Les remerciements de Mgr Bagnard vont d’abord au Saint-Père qui, alors en République Tchèque, a tenu à manifester à ses frères prêtres sa proximité, en leur adressant un message vidéo enregistré à l’avance et confié au cardinal préfet de la congrégation romaine pour le Clergé, Claudio Hummes, qui a présidé la première célébration eucharistique.
Entre la première célébration et l’allégresse de ce samedi, quelle richesse spirituelle ! Des trésors de fraternité sacerdotale. Le bonheur d’être prêtre, dans la charité et la vérité. Pour une mission universelle qui se reflète sur ces visages venus d’Afrique – le cardinal Christian Tumi a présidé une célébration avant de rejoindre Rome pour le synode sur l’Afrique -, de Chine – un signe des temps : 29 prêtres de Chine continentale, un de Macao, quatre de Hong Kong, trois en mission à Singapour -, de Birmanie, ou du Vietnam, du Brésil, du Canada, des îles – Marshall, Madagascar -, de Pologne… et… de Belley-Ars.
Le cardinal Schönborn les a réconfortés : « On devrait être bouleversé par la confiance que Jésus nous fait, pas seulement à ses apôtres, mais à nous tous.

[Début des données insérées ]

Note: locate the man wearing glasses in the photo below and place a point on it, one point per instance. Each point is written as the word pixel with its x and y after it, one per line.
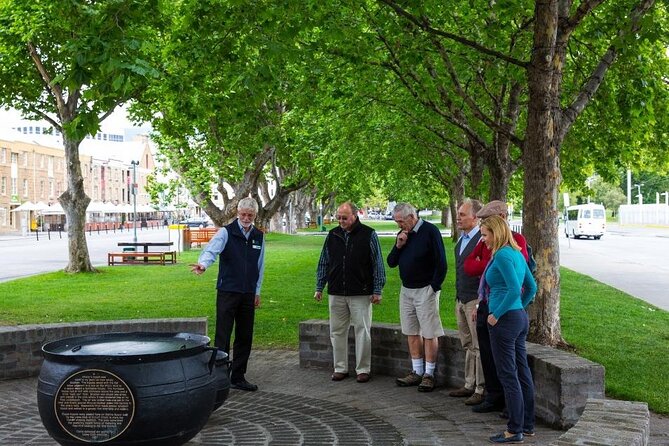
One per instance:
pixel 419 253
pixel 352 266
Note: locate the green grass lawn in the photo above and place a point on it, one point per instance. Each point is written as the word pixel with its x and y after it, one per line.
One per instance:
pixel 628 336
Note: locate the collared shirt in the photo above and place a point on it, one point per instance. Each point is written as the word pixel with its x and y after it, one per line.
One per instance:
pixel 466 237
pixel 216 246
pixel 378 272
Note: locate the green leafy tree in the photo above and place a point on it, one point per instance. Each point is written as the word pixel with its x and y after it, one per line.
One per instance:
pixel 559 54
pixel 72 63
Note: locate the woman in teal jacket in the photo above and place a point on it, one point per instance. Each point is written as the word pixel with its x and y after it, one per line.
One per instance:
pixel 511 289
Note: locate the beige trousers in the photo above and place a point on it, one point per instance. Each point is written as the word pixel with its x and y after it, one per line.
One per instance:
pixel 467 330
pixel 344 312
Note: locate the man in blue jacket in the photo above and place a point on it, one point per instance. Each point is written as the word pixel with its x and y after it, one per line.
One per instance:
pixel 352 267
pixel 419 253
pixel 240 247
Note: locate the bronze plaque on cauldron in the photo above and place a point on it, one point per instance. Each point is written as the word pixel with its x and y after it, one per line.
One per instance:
pixel 94 406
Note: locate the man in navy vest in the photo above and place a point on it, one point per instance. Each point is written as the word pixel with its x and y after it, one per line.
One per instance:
pixel 352 266
pixel 240 247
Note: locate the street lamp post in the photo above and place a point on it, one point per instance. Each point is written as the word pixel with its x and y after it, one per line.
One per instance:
pixel 134 199
pixel 639 196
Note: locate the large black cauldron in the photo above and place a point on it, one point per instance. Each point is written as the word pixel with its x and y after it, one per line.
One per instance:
pixel 130 388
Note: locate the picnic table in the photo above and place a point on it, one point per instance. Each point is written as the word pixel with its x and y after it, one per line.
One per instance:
pixel 130 257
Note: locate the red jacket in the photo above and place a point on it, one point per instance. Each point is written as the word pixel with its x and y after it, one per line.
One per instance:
pixel 476 262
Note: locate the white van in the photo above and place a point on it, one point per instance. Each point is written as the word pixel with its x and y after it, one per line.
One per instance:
pixel 585 220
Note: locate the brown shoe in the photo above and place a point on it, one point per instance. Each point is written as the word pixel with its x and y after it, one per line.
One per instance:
pixel 474 400
pixel 338 376
pixel 426 384
pixel 461 392
pixel 362 377
pixel 412 379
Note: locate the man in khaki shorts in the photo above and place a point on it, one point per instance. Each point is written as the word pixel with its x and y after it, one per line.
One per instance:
pixel 419 253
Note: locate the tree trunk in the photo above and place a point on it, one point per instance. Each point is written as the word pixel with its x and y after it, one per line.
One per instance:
pixel 542 177
pixel 75 201
pixel 499 182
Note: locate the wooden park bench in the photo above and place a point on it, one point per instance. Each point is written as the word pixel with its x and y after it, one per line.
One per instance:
pixel 202 235
pixel 141 258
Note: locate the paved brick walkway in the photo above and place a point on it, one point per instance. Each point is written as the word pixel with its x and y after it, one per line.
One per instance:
pixel 297 406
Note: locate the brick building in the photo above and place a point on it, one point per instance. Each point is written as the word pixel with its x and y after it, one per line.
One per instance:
pixel 32 168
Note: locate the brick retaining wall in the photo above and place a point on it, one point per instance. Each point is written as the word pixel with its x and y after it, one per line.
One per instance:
pixel 563 381
pixel 21 345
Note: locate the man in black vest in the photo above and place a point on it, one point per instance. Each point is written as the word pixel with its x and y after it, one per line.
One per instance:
pixel 352 266
pixel 466 298
pixel 240 247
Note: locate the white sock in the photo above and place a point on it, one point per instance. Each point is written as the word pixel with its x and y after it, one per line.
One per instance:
pixel 417 366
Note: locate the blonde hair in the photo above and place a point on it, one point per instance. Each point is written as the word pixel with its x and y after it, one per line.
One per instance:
pixel 501 233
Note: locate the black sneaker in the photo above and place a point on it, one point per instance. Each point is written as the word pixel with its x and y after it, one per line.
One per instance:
pixel 244 385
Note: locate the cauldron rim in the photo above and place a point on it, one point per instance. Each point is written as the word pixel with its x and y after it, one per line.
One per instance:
pixel 74 349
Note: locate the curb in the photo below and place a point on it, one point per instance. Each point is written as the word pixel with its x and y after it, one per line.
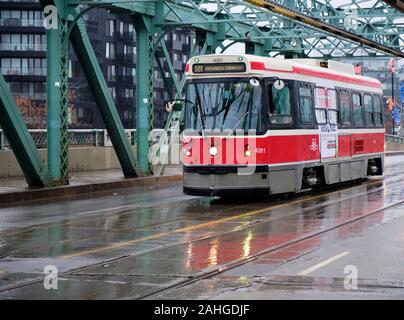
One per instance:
pixel 394 153
pixel 67 191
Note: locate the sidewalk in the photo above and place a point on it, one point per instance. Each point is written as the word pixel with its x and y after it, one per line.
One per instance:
pixel 15 190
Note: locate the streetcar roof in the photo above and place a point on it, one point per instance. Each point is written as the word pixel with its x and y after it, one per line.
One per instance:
pixel 324 72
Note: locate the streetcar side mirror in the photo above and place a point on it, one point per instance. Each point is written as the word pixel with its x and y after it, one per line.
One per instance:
pixel 254 82
pixel 279 84
pixel 173 104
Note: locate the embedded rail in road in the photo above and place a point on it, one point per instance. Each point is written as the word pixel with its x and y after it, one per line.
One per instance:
pixel 158 243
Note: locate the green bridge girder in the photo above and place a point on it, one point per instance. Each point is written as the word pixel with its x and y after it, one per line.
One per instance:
pixel 20 140
pixel 291 28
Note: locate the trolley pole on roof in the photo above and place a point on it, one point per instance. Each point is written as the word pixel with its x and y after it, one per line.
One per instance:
pixel 392 69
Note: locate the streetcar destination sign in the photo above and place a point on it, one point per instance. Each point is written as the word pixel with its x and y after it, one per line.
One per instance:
pixel 219 67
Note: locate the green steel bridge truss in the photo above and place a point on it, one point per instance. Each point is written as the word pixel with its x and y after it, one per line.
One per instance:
pixel 302 28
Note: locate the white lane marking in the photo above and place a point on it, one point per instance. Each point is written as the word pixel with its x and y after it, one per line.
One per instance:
pixel 323 264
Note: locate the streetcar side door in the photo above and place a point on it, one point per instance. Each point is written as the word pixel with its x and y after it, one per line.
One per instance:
pixel 345 122
pixel 327 121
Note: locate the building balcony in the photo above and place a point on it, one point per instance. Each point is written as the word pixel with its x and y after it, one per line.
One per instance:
pixel 22 47
pixel 9 71
pixel 15 22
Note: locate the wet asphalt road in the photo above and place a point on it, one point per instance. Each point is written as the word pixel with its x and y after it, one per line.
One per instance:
pixel 146 242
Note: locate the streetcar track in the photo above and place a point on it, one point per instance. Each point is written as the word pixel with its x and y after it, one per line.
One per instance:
pixel 157 236
pixel 222 268
pixel 232 264
pixel 237 263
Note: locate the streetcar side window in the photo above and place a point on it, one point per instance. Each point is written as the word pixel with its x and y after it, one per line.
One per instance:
pixel 377 111
pixel 344 108
pixel 306 104
pixel 367 100
pixel 357 109
pixel 280 108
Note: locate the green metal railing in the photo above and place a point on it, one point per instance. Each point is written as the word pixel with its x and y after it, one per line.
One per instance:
pixel 394 139
pixel 76 138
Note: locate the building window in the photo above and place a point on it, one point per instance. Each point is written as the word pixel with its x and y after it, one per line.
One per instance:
pixel 111 73
pixel 110 50
pixel 121 29
pixel 306 104
pixel 110 28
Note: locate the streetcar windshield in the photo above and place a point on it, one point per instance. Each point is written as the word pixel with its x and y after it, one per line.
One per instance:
pixel 223 106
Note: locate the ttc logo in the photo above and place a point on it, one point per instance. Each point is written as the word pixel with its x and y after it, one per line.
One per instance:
pixel 314 145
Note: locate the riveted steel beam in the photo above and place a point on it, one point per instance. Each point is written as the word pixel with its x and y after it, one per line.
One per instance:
pixel 20 140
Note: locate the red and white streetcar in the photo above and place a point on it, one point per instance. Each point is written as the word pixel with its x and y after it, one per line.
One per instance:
pixel 256 125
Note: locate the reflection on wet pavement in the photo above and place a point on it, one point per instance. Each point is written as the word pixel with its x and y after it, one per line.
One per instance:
pixel 132 245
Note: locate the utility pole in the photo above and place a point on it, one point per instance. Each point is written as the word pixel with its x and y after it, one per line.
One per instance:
pixel 392 69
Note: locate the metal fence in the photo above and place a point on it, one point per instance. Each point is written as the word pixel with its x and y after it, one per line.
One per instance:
pixel 77 138
pixel 395 139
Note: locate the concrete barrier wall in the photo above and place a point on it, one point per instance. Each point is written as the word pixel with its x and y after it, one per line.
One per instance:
pixel 80 160
pixel 391 146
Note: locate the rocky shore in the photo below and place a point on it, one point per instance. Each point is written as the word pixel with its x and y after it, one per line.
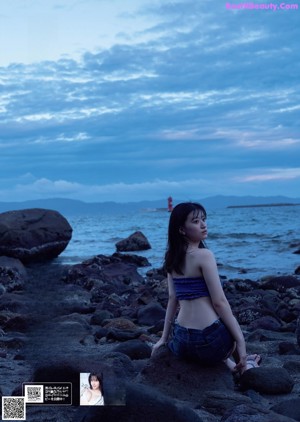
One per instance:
pixel 102 315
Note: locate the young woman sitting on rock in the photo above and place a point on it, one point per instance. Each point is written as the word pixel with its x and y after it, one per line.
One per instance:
pixel 205 329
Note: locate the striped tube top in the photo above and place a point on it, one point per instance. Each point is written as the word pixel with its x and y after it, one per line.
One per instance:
pixel 190 288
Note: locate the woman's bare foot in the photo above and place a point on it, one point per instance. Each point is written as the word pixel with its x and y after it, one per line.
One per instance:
pixel 252 361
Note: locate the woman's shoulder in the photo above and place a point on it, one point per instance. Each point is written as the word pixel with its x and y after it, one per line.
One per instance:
pixel 204 253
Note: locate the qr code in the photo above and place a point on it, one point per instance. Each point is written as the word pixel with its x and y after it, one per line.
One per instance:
pixel 34 393
pixel 13 408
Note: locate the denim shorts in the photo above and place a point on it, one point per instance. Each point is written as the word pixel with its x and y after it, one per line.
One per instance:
pixel 207 347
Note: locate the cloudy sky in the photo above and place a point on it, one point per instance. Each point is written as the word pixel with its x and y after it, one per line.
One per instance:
pixel 141 99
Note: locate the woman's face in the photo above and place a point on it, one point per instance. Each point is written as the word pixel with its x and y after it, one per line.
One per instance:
pixel 195 228
pixel 95 383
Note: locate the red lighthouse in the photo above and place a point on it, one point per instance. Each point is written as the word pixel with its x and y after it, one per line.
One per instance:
pixel 170 204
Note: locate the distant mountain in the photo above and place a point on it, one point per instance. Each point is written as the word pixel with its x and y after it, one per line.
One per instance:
pixel 76 207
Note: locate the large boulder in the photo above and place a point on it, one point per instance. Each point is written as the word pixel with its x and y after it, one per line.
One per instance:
pixel 135 242
pixel 33 234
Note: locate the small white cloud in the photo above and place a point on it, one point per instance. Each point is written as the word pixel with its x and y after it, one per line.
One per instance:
pixel 274 174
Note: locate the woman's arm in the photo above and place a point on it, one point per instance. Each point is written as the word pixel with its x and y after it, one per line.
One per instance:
pixel 220 302
pixel 170 315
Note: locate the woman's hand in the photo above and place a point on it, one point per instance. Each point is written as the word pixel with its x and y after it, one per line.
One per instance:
pixel 157 345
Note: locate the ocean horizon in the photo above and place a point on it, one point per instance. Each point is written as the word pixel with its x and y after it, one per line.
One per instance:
pixel 248 242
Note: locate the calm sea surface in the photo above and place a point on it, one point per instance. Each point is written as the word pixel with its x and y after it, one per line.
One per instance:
pixel 259 240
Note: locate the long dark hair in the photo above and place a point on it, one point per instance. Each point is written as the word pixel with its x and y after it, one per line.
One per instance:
pixel 99 377
pixel 177 244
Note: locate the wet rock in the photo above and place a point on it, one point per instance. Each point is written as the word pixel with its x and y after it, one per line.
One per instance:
pixel 281 284
pixel 150 314
pixel 105 275
pixel 100 316
pixel 217 402
pixel 267 380
pixel 33 234
pixel 135 242
pixel 122 335
pixel 298 331
pixel 12 274
pixel 266 323
pixel 135 349
pixel 139 261
pixel 184 380
pixel 290 408
pixel 246 413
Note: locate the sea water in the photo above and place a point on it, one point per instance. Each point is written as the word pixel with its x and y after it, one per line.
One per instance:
pixel 247 242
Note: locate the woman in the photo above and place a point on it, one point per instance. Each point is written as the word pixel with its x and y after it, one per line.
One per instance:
pixel 205 329
pixel 93 396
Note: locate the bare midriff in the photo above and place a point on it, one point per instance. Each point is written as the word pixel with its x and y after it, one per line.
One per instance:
pixel 196 313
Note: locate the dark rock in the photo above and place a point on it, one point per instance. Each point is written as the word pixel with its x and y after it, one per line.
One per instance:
pixel 16 303
pixel 15 264
pixel 139 261
pixel 104 275
pixel 281 284
pixel 100 316
pixel 135 349
pixel 246 413
pixel 246 315
pixel 290 408
pixel 12 274
pixel 100 333
pixel 122 335
pixel 135 242
pixel 217 402
pixel 298 331
pixel 167 373
pixel 33 234
pixel 267 380
pixel 150 314
pixel 266 323
pixel 288 348
pixel 143 403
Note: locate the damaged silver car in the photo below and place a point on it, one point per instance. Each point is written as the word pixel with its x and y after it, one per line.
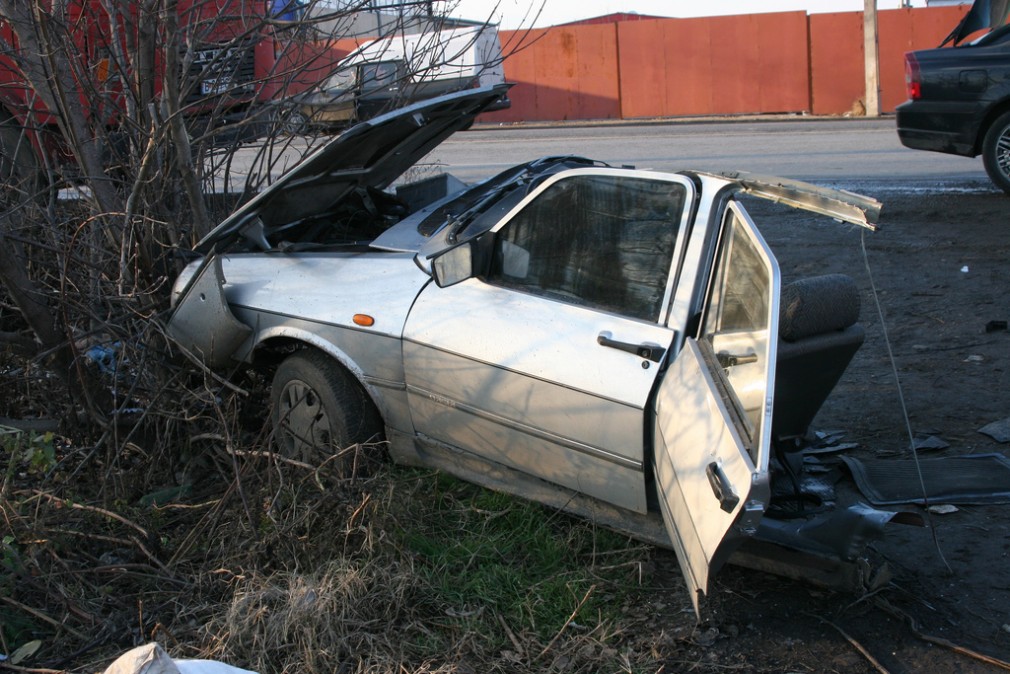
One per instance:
pixel 607 341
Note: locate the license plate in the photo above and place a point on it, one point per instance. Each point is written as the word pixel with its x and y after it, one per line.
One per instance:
pixel 217 85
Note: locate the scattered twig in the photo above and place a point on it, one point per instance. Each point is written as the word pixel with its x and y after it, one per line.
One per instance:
pixel 938 641
pixel 94 508
pixel 42 616
pixel 859 647
pixel 568 621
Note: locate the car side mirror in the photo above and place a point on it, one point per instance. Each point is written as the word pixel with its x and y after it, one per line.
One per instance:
pixel 461 262
pixel 453 266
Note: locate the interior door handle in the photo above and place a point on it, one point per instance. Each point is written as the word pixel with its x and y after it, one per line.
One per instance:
pixel 649 352
pixel 730 360
pixel 721 487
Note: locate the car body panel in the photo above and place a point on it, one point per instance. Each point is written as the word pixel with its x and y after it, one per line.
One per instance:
pixel 519 376
pixel 370 155
pixel 962 90
pixel 713 408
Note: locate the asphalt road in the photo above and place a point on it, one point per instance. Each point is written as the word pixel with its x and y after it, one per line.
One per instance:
pixel 852 154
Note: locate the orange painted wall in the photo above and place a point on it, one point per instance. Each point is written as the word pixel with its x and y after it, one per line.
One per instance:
pixel 562 73
pixel 836 62
pixel 785 62
pixel 304 64
pixel 722 65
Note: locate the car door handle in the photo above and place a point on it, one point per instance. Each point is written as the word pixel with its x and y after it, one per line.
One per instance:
pixel 647 351
pixel 731 360
pixel 721 487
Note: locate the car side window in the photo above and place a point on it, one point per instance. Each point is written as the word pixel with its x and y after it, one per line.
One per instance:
pixel 596 241
pixel 737 319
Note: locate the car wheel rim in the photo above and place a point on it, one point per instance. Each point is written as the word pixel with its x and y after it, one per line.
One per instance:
pixel 304 426
pixel 1003 152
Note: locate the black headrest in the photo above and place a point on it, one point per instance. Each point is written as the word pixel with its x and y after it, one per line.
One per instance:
pixel 816 305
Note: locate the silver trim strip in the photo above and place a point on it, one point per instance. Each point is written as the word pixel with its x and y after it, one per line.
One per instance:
pixel 467 357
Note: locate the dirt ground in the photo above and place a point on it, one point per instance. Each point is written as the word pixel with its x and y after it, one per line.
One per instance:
pixel 941 271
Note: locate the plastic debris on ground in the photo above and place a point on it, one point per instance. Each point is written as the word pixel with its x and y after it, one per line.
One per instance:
pixel 152 659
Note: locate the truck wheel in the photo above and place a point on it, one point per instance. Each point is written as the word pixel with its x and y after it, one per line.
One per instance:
pixel 996 152
pixel 19 170
pixel 319 410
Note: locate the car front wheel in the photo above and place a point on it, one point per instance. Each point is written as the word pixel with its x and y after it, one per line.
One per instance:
pixel 996 152
pixel 319 410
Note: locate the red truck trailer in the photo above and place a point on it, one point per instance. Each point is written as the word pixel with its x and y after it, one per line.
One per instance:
pixel 120 55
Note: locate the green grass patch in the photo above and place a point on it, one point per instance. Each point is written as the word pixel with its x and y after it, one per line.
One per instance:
pixel 484 555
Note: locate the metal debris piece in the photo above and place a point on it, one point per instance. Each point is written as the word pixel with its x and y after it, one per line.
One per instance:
pixel 998 430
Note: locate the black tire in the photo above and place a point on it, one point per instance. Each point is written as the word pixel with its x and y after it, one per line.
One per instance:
pixel 319 409
pixel 996 152
pixel 19 169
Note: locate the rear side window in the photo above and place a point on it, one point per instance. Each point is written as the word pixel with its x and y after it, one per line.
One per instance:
pixel 598 241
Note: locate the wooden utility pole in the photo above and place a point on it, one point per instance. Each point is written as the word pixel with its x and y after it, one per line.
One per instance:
pixel 872 65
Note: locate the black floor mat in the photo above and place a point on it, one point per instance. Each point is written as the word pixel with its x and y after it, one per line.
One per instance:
pixel 976 479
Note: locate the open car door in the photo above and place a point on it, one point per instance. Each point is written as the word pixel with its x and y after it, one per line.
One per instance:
pixel 713 408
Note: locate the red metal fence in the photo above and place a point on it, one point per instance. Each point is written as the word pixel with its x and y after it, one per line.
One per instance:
pixel 785 62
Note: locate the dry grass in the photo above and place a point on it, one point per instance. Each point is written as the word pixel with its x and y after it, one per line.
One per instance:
pixel 236 555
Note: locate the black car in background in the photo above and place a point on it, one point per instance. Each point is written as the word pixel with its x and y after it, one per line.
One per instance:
pixel 960 102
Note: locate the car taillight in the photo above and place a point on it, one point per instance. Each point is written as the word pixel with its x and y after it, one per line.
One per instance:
pixel 913 82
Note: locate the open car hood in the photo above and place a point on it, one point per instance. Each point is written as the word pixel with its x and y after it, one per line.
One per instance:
pixel 368 156
pixel 838 204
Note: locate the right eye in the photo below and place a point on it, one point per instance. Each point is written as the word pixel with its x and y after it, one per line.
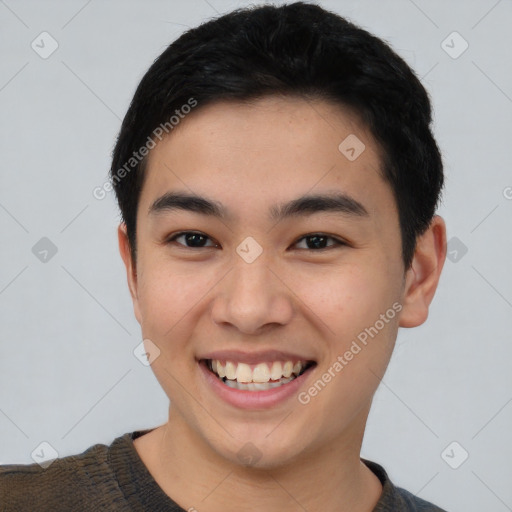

Il ne veut pas regarder notre faiblesse, mais son amour pour nous ose à ce point se confier à nous (…). En ce temps qui nous semble si peu printanier, c’est une invitation rester avec lui jusqu’au bout, à mettre notre espérance en lui, qui n’a pas brandi le glaive mais l’a subi. Car il est ressuscité, demeure avec nous, dans son eucharistie surtout, et nous donne de marcher jusqu’à montagne définitive ».
Car « l’Exode est notre histoire », insiste l’archevêque en soulignant l’importance du « retour vers nos racines, le mystère d’Israël, qui est la garantie qui nous prenons au sérieux le chemin de l’incarnation : Dieu a choisi ce petit peuple pour faire de lui une bénédiction pour toutes les nations. Jamais nous ne nous passerons de nos racines juives, de l’Ancien Testament ».
« Je vous en supplie, dit-il, ne tombez pas dans le piège de considérer d’autres écrits – des traditions ancestrales – comme substitut de l’Ancien Testament. Nous n’avons qu’un Ancien Testament, l’histoire de Dieu avec son peuple, histoire de la révélation, non pour s’isoler des autres nations, mais pour donner sa bénédiction à travers Abraham et sa descendance. Par le baptême nous sommes entrés dans la divinité des enfants d’Israël – comme le dit la veillée pascale -. Nous sommes greffés sur l’olivier d’Israël. La liturgie nous le rappelle si fortement. Je vous en supplie, prêchez sur l’Ancien Testament. Faites sentir aux fidèles que nous avons une histoire. Que serait l’annonce de Jésus-Christ sans l’annonce des prophètes ? »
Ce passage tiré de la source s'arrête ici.